Taylor é acusado de estupro, assassinato, mutilação e recrutamento de crianças para agir como soldados no Tribunal Especial para Serra Leoa, criado pela Organização das Nações Unidas para julgar os responsáveis pela guerra no país, entre 1991 e 2002.

O ex-presidente é acusado de tentar dominar os recursos minerais de Serra Leoa, em especial os diamantes, e de procurar desestabilizar o governo do país apoiando os rebeldes da Frente Revolucionária Unida (RUF).
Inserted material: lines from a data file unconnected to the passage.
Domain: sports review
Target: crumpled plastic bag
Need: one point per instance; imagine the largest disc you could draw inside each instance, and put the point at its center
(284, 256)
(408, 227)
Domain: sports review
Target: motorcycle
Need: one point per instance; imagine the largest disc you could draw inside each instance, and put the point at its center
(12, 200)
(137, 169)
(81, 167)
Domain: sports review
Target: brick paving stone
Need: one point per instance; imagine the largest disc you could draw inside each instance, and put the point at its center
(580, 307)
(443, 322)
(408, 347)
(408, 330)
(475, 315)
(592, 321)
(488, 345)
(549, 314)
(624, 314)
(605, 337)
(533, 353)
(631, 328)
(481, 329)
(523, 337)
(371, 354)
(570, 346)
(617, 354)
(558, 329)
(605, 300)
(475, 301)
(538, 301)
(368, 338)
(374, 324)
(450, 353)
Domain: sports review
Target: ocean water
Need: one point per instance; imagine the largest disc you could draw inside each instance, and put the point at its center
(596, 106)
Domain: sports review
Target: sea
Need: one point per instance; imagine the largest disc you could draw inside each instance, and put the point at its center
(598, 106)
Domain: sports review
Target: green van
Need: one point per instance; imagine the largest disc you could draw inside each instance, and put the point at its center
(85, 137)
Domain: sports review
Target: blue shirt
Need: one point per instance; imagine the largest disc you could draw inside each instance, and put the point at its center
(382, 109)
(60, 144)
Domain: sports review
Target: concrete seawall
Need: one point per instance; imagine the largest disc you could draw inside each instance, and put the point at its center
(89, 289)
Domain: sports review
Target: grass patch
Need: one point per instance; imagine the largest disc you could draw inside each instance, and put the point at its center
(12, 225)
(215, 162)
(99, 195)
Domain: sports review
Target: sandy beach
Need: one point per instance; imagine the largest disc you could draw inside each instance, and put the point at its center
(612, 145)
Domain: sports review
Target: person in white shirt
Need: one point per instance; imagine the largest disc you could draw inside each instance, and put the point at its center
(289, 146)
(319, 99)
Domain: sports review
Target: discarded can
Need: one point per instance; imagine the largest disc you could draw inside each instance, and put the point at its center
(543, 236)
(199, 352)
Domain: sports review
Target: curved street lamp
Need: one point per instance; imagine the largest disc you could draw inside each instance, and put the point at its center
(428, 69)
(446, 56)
A promotoria mostrou cenas de um documentário contando a história de um minerador de diamantes, que dizia que os rebeldes deceparam suas mãos e mataram sua mulher e seus filhos.

A primeira testemunha da acusação, Ian Smillie, especialista canadense nos diamantes de sangue, contrabandeados para comprar armas, afirmou que a RUF usava a brutalidade para afastar as pessoas das áreas de mineração, que lhes rendiam 125 milhões de dólares ao ano.

De acordo com Smillie, os diamantes eram a principal fonte de financiamento da RUF, e a maior parte deles deixava Serra Leoa passando pela Libéria. Ele acrescentou que isso não poderia ter acontecido sem o conhecimento das autoridades liberianas, e que o governo da Libéria dava total apoio à RUF.

Aparentando tranquilidade no tribunal, Taylor, 59, o primeiro ex-chefe de Estado africano a encarar uma corte internacional, se disse inocente.

Mais de 250 mil pessoas foram mortas durante as guerras na Libéria e em Serra Leoa. Os promotores querem criar um precedente mundial com o julgamento e acabar com décadas de impunidade no continente.

A região possui uma geração inteira de amputados, em decorrência do conflito.